In the ‘50s and ‘60s, pre-synthesis electronic music gave texture to science-fiction films and television shows like Doctor Who and Forbidden Planet, helping humans to conceptualize the unknowable vastness of outer space. The associations created by this innovative form of music were incredibly potent; in our current era, artists still make of use these same eerie, operatic warbles, which were once used to signal the arrival of UFOs and whirring manmade spacecrafts like the TARDIS, to evoke space and to signal to the listener that they are peering into the future.
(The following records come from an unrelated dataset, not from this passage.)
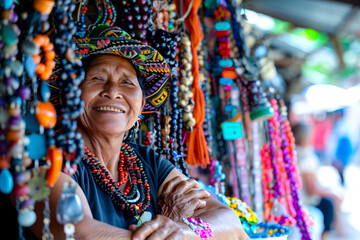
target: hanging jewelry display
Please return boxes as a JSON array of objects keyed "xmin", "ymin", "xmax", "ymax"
[
  {"xmin": 115, "ymin": 0, "xmax": 153, "ymax": 43},
  {"xmin": 0, "ymin": 1, "xmax": 37, "ymax": 233},
  {"xmin": 178, "ymin": 32, "xmax": 196, "ymax": 132},
  {"xmin": 49, "ymin": 0, "xmax": 85, "ymax": 175},
  {"xmin": 149, "ymin": 30, "xmax": 186, "ymax": 172},
  {"xmin": 280, "ymin": 98, "xmax": 311, "ymax": 239}
]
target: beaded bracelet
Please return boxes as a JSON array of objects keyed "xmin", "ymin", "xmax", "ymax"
[{"xmin": 182, "ymin": 218, "xmax": 214, "ymax": 239}]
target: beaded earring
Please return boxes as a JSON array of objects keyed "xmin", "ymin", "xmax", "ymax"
[
  {"xmin": 178, "ymin": 32, "xmax": 196, "ymax": 132},
  {"xmin": 115, "ymin": 0, "xmax": 153, "ymax": 43},
  {"xmin": 149, "ymin": 30, "xmax": 182, "ymax": 170},
  {"xmin": 49, "ymin": 0, "xmax": 87, "ymax": 240}
]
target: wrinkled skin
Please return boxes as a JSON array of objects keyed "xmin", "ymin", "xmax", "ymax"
[
  {"xmin": 158, "ymin": 177, "xmax": 210, "ymax": 222},
  {"xmin": 130, "ymin": 215, "xmax": 189, "ymax": 240}
]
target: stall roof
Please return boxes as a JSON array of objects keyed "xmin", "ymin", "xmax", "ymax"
[{"xmin": 243, "ymin": 0, "xmax": 360, "ymax": 36}]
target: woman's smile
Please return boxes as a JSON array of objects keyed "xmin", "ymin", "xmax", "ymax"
[{"xmin": 93, "ymin": 105, "xmax": 125, "ymax": 114}]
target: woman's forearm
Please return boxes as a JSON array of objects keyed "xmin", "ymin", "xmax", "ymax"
[
  {"xmin": 75, "ymin": 218, "xmax": 132, "ymax": 240},
  {"xmin": 177, "ymin": 197, "xmax": 249, "ymax": 240},
  {"xmin": 190, "ymin": 207, "xmax": 249, "ymax": 240}
]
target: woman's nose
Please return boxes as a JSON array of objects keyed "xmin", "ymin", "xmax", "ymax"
[{"xmin": 100, "ymin": 81, "xmax": 123, "ymax": 99}]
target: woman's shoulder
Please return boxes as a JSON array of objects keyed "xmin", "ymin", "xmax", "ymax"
[{"xmin": 126, "ymin": 142, "xmax": 156, "ymax": 159}]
This is the case on 2121, the new album from the sure-handed Michigan producer and multi-instrumentalist, The Lasso. A vibrant mix of hip-hop and Midwestern funk, 2121 brings together a dozen guest rappers and singers for a collective meditation on the past year. It also offers paths forward, ways to escape society’s maddeningly cycle of progression and regression, one that only deepens the suffering of Black Americans and other marginalized groups. While some of his guests shroud their frustrations in metaphor, others, like Fat Tony on “The Abyss,” spell it out in plain terms: “Ain’t shit changed at all,” Tony raps, “Ebbs and the flows, but it’s never gone/ What a treat it’d be to see the dawn/ But it’s like that you might never make it home/ They say a change gon’ come, if it don’t we still righting every wrong.” Over the phone, The Lasso—born Andy Catlin—explains that he didn’t orchestrate the album’s core theme; it emerged naturally as each vocalist brought their own experience to bear.
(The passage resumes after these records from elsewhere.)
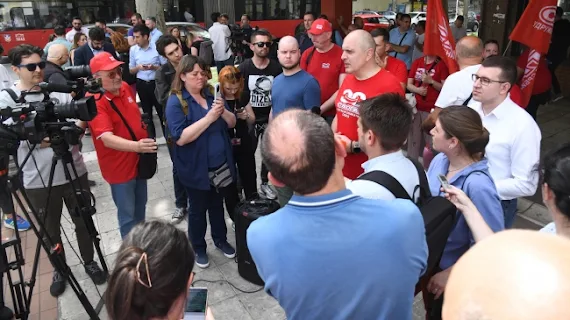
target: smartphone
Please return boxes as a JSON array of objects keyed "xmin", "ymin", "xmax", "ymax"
[
  {"xmin": 437, "ymin": 174, "xmax": 451, "ymax": 190},
  {"xmin": 184, "ymin": 287, "xmax": 208, "ymax": 320}
]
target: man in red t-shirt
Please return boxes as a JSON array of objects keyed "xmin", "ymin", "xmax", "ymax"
[
  {"xmin": 301, "ymin": 19, "xmax": 346, "ymax": 124},
  {"xmin": 370, "ymin": 28, "xmax": 408, "ymax": 91},
  {"xmin": 332, "ymin": 30, "xmax": 404, "ymax": 179},
  {"xmin": 89, "ymin": 52, "xmax": 157, "ymax": 238},
  {"xmin": 511, "ymin": 49, "xmax": 552, "ymax": 120},
  {"xmin": 408, "ymin": 55, "xmax": 449, "ymax": 160}
]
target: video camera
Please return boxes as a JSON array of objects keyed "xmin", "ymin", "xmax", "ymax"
[{"xmin": 0, "ymin": 66, "xmax": 99, "ymax": 153}]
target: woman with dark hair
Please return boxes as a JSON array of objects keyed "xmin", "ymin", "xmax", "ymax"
[
  {"xmin": 105, "ymin": 220, "xmax": 213, "ymax": 320},
  {"xmin": 424, "ymin": 106, "xmax": 505, "ymax": 319},
  {"xmin": 166, "ymin": 56, "xmax": 237, "ymax": 268}
]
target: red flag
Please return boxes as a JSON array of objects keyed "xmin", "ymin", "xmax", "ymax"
[
  {"xmin": 424, "ymin": 1, "xmax": 459, "ymax": 74},
  {"xmin": 509, "ymin": 0, "xmax": 557, "ymax": 106}
]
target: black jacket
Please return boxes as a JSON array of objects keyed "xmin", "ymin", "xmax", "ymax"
[
  {"xmin": 154, "ymin": 62, "xmax": 176, "ymax": 108},
  {"xmin": 73, "ymin": 42, "xmax": 119, "ymax": 66}
]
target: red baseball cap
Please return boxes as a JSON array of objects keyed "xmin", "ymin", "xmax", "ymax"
[
  {"xmin": 309, "ymin": 19, "xmax": 332, "ymax": 36},
  {"xmin": 89, "ymin": 52, "xmax": 124, "ymax": 74}
]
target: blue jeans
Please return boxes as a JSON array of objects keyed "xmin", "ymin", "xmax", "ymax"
[
  {"xmin": 186, "ymin": 188, "xmax": 228, "ymax": 254},
  {"xmin": 501, "ymin": 199, "xmax": 517, "ymax": 229},
  {"xmin": 111, "ymin": 178, "xmax": 148, "ymax": 238}
]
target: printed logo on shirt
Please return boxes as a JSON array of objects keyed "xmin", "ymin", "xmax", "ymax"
[
  {"xmin": 337, "ymin": 89, "xmax": 366, "ymax": 117},
  {"xmin": 247, "ymin": 75, "xmax": 274, "ymax": 108}
]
Catlin views himself as a producer “in the classic sense”—a curator and facilitator who blends his vision with those of his collaborators. In 2018, he teamed up with Tucson artist Lando Chill for the album Black Ego; last fall he released Don’t Play It Straight, a joint project with Queens rapper ELUCID. By contrast, he calls 2121 the work of a “hive mind,” a decentralized process by which “the finished product wasn’t something I would have ever thought of or composed.”

“Some of the harmonies, nobody thought of them [first],” Catlin says, “because I sent the track out to three people at the same time, and they didn’t hear each other. They sent their work back to me, and I used one of each of their notes.” 

If there is a center point to 2121, other than Catlin—who plays drums, bass, guitars, and various keyboards and synths on the record—it’s cellist Jordan Hamilton and saxophonist Jarad “The Saxsquatch” Selner, who appear on eight tracks apiece, often in tandem. Catlin recorded with Seiner at nights on the stage of a 100-year-old theater, resulting in cavernous reverb; then, he passed those recordings to Hamilton. “All three of us come together kind of as an arrangement group,” he says. Together, they make the array of voices on the album feel more united.

2121 courts the future in a very different way than Doctor Who or Forbidden Planet. Catlin offers an appealing notion that the album, for those who worked on it, may have represented a modest but tangible step in a positive direction. “You’re living your current life, but you’re also kind of setting these energy intentions. You’re setting the cardinal direction you’re heading towards at all times in your life,” he says. “And there’s this interest, to me, of what direction we’re heading together, even if that means with the group of us who worked on this album. Like, what are we changing about our course, just even if it means we’re happier people, or fulfilled because we had fun making it? What about our future is defined by little collectives of people creating together?”